Now $q$ being surjective implies that $q^{-1}(q(U_1))=U_1$

That is unfortunately wrong. The real equality is $q(q^{-1}(F))=F$ for surjective functions. The equality you wrote is for injective functions. In fact consider what happens when $U_1$ intersects $A$ (nothing you wrote stops that from happening). Then $q^{-1}(q(U_1))=U_1\cup A$ which no longer has to be open. And if the same happens for $U_2$ then additionally their images are no longer disjoint, even though they still can be disjoint in $X$ (obviously $A$ has to have more than $1$ element in such scenario).

What you can show is that for a subset $B\subseteq X$ we have

$$q^{-1}(q(B))=\begin{cases} B&\text{if }B\cap A=\emptyset\\ B\cup A&\text{otherwise} \end{cases}$$

So how do we utilize all of that?

"$\Rightarrow$" Assume $[x],[y]\in X/A$, $[x]\neq[y]$. There are two cases:

1. $[x]\neq A$ and $[y]\neq A$. Then as you wrote $q^{-1}([x])=\{x\}$ and $q^{-1}([y])=\{y\}$. Since $X$ is Hausdorff then so is $X-A$ (which is open) and thus $x$ and $y$ can be be separated by open subsets $U$, $V$ of $X-A$. Therefore $U$, $V$ are open subsets of $X$ that do not intersect $A$. Thus $q^{-1}(q(U))=U$ and $q^{-1}(q(V))=V$ showing that $q(U)$ and $q(V)$ are open and (by our lemma) disjoint in $X/A$.

So my reasoning is almost the same as yours, except I had this one additonal step that my open neighbourhoods are taken in $X-A$ instead of whole $X$. In order to guarantee the $q^{-1}(q(B))=B$ property, which then gives us that images are open and disjoint.

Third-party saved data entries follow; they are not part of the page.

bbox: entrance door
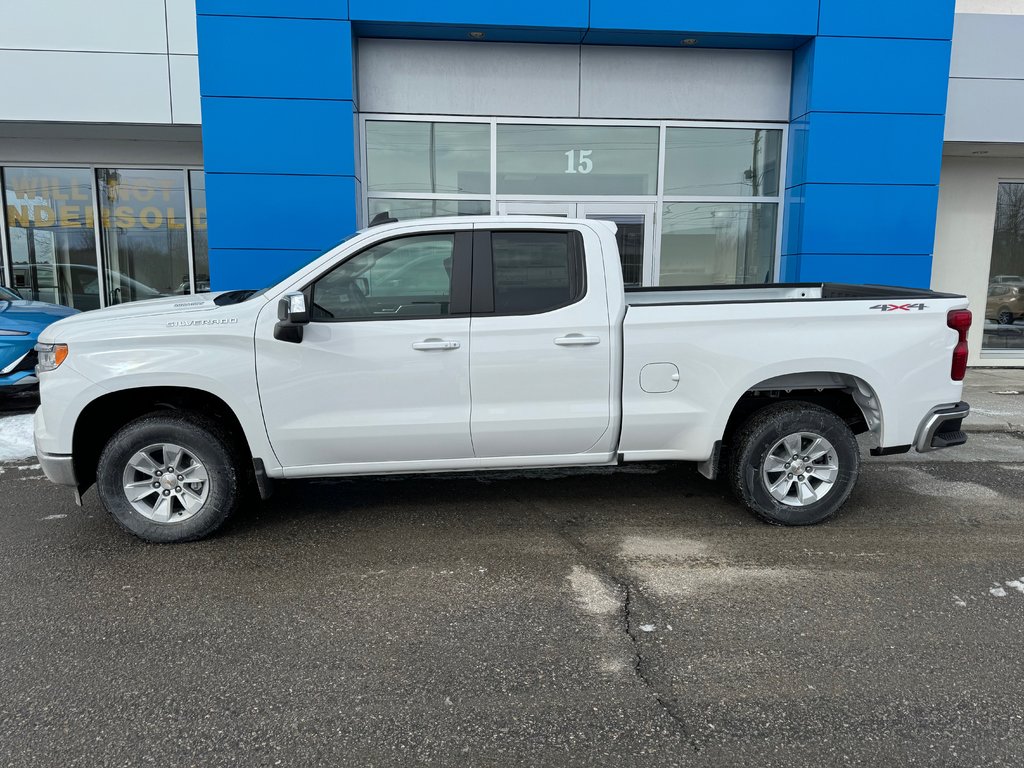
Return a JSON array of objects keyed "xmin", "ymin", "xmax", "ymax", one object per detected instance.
[
  {"xmin": 497, "ymin": 201, "xmax": 656, "ymax": 286},
  {"xmin": 578, "ymin": 203, "xmax": 656, "ymax": 288}
]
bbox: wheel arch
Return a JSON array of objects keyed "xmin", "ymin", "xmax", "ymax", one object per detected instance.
[
  {"xmin": 705, "ymin": 371, "xmax": 883, "ymax": 479},
  {"xmin": 72, "ymin": 386, "xmax": 255, "ymax": 494}
]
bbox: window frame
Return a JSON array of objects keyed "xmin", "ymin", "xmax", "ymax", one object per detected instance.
[
  {"xmin": 980, "ymin": 178, "xmax": 1024, "ymax": 359},
  {"xmin": 0, "ymin": 162, "xmax": 205, "ymax": 307},
  {"xmin": 359, "ymin": 114, "xmax": 788, "ymax": 285},
  {"xmin": 302, "ymin": 230, "xmax": 473, "ymax": 323},
  {"xmin": 471, "ymin": 228, "xmax": 587, "ymax": 317}
]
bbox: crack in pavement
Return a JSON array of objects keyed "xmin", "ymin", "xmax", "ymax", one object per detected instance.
[
  {"xmin": 622, "ymin": 584, "xmax": 692, "ymax": 740},
  {"xmin": 510, "ymin": 488, "xmax": 702, "ymax": 752}
]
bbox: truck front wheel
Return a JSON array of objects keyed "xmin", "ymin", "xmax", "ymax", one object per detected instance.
[
  {"xmin": 728, "ymin": 401, "xmax": 860, "ymax": 526},
  {"xmin": 96, "ymin": 412, "xmax": 242, "ymax": 543}
]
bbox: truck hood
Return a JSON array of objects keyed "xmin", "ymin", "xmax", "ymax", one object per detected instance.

2. One of them is $A$, e.g. $[y]=A$. Then $q^{-1}([x])=\{x\}$ but $q^{-1}([y])=A$. Since $X$ is regular than these can be separated by open neighbourhoods $U$, $V$ of $x$ and $A$ respectively. Note that $U$ doesn't intersect $A$ and thus $q^{-1}(q(U))=U$, while $q^{-1}(q(V))=V\cup A=V$ as well (because $A\subseteq V$). This shows that $q(U)$ and $q(V)$ are open and (by our lemma) disjoint in $X/A$.

"$\Leftarrow$" Let $A\subseteq X$ be a closed subset and $x\in X-A$. Since $X/A$ is Hausdorff then $A$ and $[x]$ can be separated by open subsets $U$, $V$ in $X/A$. It follows that $q^{-1}(U)$ and $q^{-1}(V)$ are open subsets separating $A$ from $x$ in $X$.